31.アヴァロンの生き残り
6章のあらすじ
登場人物:佐々木啓介(30歳、男性)、リベラ(船のAI、女性)、リリィ(17歳、女性)、アード(80歳、男性)
佐々木はリリィへの強要を拒否し、リベラとのチーム関係を修復。直後に3億クレジットの大型依頼をこなし、その報酬でリリィの借金を前払いした。リリィの地元である惑星ゼニスでは、彼女の船の業者ザックが佐々木を詐欺師と疑うも、リベラの冷静な対応と佐々木の善意に触れて信用するに至る。翌日、一行はリノベーション施設「プロトコル・ゼロ」へ。リリィは莫大な資源に見合った「宇宙要塞化」計画を提案し、チームはこれを採用。不落の要塞『アヴァロン』の設計図を探す中、老設計士アードが独自に改良した設計図の模型を発見する。
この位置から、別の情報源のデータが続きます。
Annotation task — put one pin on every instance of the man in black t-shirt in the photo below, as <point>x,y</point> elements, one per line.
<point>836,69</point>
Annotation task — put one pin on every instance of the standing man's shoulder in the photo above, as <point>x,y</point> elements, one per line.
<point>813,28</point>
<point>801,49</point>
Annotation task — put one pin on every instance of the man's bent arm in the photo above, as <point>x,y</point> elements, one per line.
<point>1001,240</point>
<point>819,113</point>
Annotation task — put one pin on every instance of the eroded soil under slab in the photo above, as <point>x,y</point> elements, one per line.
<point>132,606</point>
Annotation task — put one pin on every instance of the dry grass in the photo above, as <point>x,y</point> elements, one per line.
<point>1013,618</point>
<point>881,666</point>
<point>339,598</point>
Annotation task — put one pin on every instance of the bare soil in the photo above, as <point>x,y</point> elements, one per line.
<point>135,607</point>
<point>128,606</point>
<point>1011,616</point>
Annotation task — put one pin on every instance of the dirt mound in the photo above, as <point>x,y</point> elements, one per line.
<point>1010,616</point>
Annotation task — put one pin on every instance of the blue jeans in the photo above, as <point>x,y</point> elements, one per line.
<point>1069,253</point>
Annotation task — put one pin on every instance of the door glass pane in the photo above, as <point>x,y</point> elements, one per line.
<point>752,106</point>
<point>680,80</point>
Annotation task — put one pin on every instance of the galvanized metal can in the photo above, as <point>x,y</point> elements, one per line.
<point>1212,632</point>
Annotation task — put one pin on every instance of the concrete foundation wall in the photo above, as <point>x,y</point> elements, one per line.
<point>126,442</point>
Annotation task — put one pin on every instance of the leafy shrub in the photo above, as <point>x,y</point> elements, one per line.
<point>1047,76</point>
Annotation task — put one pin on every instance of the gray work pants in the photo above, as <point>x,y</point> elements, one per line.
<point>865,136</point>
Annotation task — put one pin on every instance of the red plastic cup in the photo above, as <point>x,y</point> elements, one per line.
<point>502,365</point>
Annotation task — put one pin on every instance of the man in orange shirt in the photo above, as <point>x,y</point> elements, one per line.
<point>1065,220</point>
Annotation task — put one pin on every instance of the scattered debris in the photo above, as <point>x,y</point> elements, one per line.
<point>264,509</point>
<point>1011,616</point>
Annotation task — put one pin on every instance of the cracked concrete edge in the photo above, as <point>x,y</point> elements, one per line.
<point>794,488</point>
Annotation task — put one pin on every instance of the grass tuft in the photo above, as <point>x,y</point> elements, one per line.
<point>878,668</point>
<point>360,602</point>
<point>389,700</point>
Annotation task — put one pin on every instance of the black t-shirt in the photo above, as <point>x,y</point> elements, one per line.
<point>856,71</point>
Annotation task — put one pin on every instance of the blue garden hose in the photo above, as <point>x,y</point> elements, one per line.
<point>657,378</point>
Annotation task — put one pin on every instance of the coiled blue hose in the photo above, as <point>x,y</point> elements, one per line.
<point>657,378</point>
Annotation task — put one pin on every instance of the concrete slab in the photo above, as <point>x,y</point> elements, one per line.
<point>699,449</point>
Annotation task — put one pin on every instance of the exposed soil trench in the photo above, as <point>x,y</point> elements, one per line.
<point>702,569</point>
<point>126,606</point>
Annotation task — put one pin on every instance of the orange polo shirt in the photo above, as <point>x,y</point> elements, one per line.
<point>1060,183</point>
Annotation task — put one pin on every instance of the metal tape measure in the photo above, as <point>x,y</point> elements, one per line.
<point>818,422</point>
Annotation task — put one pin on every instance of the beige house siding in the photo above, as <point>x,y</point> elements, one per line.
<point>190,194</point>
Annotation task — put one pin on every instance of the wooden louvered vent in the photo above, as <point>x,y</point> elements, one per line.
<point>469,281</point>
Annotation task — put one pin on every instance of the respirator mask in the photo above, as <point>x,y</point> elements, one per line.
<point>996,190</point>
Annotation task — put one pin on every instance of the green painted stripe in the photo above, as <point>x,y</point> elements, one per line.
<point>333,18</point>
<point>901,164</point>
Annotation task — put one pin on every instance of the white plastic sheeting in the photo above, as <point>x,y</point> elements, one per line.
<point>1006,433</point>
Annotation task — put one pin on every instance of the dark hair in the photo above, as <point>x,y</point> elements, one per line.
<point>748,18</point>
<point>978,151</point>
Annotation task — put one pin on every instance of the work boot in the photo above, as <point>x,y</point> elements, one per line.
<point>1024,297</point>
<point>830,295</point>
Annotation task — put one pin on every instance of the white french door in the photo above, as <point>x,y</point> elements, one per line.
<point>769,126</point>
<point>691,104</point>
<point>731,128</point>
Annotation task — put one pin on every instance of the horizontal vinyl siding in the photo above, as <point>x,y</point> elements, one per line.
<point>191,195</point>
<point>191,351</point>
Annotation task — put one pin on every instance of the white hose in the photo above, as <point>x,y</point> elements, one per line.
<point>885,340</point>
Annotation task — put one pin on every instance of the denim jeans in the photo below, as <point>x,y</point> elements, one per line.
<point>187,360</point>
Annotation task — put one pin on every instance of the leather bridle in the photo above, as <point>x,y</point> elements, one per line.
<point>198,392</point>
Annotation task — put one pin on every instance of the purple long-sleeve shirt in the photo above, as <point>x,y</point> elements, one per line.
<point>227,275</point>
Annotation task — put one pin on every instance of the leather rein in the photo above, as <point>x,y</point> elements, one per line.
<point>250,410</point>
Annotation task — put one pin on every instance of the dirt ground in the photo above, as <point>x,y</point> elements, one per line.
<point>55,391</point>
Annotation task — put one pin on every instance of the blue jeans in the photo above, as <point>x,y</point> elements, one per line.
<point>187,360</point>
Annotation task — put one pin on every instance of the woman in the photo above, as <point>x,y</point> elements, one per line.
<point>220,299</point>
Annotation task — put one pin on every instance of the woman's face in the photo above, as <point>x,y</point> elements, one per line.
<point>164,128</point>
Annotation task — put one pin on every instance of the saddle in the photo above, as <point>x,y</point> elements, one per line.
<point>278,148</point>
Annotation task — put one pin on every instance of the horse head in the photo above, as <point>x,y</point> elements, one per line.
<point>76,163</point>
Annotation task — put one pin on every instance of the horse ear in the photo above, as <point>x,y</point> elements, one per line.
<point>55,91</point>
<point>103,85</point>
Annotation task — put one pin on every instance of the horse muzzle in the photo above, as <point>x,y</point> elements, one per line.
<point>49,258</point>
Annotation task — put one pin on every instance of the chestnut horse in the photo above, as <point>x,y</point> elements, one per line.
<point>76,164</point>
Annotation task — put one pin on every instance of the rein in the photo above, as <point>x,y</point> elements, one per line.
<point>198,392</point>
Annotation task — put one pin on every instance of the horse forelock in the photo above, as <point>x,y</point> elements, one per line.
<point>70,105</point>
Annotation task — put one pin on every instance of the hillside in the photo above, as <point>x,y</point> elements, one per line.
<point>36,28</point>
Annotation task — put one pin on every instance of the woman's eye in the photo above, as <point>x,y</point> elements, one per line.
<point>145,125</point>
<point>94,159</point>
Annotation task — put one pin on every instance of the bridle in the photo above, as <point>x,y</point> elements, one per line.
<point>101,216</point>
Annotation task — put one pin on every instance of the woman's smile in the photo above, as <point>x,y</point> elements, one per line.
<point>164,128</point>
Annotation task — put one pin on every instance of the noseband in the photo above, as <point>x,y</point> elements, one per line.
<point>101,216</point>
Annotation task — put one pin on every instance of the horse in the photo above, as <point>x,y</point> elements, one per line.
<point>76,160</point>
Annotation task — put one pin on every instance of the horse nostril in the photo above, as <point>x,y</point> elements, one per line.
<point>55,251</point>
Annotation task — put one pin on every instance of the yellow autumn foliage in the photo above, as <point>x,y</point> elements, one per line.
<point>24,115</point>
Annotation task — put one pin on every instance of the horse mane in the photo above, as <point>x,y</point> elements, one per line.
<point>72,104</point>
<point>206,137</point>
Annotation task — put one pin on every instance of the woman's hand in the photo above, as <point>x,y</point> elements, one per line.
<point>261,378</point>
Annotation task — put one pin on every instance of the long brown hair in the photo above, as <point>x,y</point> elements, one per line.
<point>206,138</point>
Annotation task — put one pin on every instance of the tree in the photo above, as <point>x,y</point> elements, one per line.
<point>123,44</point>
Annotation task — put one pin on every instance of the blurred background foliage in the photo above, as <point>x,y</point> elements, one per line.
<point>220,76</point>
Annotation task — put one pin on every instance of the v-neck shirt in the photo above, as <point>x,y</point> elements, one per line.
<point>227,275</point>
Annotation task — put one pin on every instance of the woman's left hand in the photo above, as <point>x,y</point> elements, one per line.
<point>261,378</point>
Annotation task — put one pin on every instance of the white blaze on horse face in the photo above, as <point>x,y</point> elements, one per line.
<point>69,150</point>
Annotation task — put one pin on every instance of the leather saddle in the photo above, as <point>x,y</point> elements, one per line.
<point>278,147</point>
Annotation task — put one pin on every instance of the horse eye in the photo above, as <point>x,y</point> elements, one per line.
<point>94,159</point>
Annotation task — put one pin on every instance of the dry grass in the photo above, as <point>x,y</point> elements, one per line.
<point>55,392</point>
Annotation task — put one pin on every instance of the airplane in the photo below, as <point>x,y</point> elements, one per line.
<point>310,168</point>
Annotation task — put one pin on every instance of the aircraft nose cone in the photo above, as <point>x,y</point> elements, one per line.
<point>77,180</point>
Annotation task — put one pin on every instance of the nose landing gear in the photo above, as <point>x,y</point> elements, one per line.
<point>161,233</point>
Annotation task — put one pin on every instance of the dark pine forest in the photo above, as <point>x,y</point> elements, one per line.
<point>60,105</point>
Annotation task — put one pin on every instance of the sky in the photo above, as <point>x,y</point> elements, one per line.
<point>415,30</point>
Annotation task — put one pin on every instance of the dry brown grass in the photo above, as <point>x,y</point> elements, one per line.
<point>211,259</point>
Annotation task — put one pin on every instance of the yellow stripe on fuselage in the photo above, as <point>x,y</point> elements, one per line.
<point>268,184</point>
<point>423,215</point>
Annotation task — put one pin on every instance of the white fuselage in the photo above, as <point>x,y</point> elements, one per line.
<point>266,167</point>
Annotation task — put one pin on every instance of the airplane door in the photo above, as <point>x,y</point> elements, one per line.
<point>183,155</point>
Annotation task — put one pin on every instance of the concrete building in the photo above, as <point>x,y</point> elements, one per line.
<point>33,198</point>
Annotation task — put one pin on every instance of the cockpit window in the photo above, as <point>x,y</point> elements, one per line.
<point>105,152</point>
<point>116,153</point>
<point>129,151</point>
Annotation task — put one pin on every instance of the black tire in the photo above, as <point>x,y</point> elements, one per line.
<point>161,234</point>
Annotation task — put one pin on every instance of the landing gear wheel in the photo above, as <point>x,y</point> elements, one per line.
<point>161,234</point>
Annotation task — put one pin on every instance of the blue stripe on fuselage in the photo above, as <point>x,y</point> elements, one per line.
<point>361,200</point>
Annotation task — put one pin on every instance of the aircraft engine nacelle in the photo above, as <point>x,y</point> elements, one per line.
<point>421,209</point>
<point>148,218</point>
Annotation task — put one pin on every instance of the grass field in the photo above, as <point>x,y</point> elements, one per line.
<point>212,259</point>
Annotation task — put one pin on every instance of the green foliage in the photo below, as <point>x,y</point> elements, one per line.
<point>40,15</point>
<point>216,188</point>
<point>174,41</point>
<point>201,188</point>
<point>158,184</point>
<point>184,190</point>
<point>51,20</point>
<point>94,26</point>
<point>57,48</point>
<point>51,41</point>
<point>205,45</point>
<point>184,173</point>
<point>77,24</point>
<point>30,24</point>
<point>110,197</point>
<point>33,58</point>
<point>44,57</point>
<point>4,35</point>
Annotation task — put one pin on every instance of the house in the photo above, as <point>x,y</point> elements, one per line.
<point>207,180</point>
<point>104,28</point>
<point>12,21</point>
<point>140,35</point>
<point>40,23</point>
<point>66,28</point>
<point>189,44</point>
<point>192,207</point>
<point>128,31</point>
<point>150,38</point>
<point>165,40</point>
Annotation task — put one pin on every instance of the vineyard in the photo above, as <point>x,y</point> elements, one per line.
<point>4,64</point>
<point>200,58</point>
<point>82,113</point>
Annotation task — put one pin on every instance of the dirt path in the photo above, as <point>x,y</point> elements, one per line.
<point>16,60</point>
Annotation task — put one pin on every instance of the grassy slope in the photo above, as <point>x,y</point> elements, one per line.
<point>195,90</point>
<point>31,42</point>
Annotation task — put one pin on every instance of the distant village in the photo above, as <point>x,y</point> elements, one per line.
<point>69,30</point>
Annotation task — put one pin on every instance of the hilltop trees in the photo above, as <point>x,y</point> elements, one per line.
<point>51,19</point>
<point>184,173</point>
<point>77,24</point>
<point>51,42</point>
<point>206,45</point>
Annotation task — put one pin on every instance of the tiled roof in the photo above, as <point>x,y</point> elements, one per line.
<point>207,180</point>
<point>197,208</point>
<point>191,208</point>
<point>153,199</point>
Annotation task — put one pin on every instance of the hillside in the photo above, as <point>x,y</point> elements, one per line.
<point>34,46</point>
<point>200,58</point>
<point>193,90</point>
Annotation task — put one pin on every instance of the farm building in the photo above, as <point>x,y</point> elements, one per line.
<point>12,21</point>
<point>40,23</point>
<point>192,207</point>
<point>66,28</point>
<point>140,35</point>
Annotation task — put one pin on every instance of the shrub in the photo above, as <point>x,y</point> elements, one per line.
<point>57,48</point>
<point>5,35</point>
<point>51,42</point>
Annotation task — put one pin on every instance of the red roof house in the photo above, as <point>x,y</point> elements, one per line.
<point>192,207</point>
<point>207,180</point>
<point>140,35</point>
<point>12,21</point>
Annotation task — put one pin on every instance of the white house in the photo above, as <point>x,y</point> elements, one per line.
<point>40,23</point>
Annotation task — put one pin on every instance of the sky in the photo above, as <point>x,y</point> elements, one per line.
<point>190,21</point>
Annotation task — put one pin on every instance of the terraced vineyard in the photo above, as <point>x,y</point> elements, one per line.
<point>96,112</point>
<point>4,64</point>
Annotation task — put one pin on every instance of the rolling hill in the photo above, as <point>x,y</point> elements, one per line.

佐々木は1億クレジットで設計図を購入するが、アードはチームの実行力を知り、金を返して設計者としての参加を懇願する。
「そのプロジェクトに、このワシを、設計者として、是非とも入れてくれ!」
老人は、震える手を抑え、居住まいを正した。
一億クレジットを返金し、設計者の座を懇願した老人の目は、先ほどまでの胡散臭さを消し、真剣な光を宿していた。
「改めて、ワシの名前はアード。かつて、宇宙要塞アヴァロンの設計チームにいた者だ」
佐々木とリリィ、リベラの三人は息を飲んだ。
彼らが探してた要塞の、生きた設計士が目の前にいるのだ。
「アヴァロンは、銀河の歴史上、最も強靭な要塞と言われた。だが、結果は陥落だ」
アードは悔しそうに顔を歪めた。
「戦争が終わった後、ワシのような設計士は、どこも雇おうとしなかった。だから、このプロトコル・ゼロで、細々と日銭を稼いでいる。たまに、外部の者をカモにして、怪しげな設計図を売りつけて荒稼ぎもしていたがな」
アードは再び、目の前の模型に視線を戻した。
「だが、あのアヴァロンの陥落は、ワシの心に今もずっとくすぶり続けている。ワシの設計が、何がどう足りなかったのか。それを追求し続けたのが、この模型に込めた最強の要塞だ。これは、ワシの人生の答えなんだ」
アードの熱い語り終わりに、リベラはタブレットから目を上げ、冷静に指摘した。
「佐々木様、お待ちください。この設計図には、重要な要素が欠落しています」
リベラはタブレットの画面を操作し、その欠陥をリリィと佐々木に示す。
「要塞の心臓部であるエネルギー炉、そして主砲となるレーザー砲に関する情報が、一切見当たりません」
佐々木は不安げにアードを見た。
「あ、あの、アードさん。それって、どういうことですか?」
アードは大した問題ではなさそうに答えた。
「むっ、ワシは要塞の構造設計が専門だ。外郭の強度、隔壁の配置、空間の効率化。それがワシの全てだ」
彼は正直に吐露した。
「武装や動力炉といった機関設計は専門じゃないんでな。ワシは知らん」
リベラは、佐々木に代わってアードを冷静に見定めた。
「佐々木様。この構造設計は、リリィさんと確認した限り、極めて高度です。エネルギー炉とレーザー砲の設計が欠けているのは事実ですが、レーザー砲はリリィさんの専門分野です。あとの問題はエネルギー炉だけとも言えます」
リベラは、佐々木の最終的な判断を仰ぐ前に、論理的な結論を提示した。
「この要再構築のため、アード氏を、コンサルタントとして採用する事を推奨いたします」
佐々木は、リベラの明確な判断に安堵し、少し気弱な声で答えた。
「あ、はい。リベラがそこまで言うなら、お願いします!」
その時、ブースの裏側から、一人の若い女性が顔を出した。
彼女はタイトなタンクトップの上にエプロンを羽織り、ジャンク品の詰まった重いコンテナを抱えている。
女性がコンテナを持ち上げるたび、そのタンクトップの裾から健康的な腹部がわずかに見え隠れし、佐々木は思わず目を逸らした。
彼女は佐々木たちを見て、顔をしかめた。
「おじいちゃん!またお客さんをだましてるの? いい加減にしなさいよ!」
佐々木たち三人は、突然の乱入者に言葉を失った。
アードは孫娘に見つかり、顔を真っ赤にして叫んだ。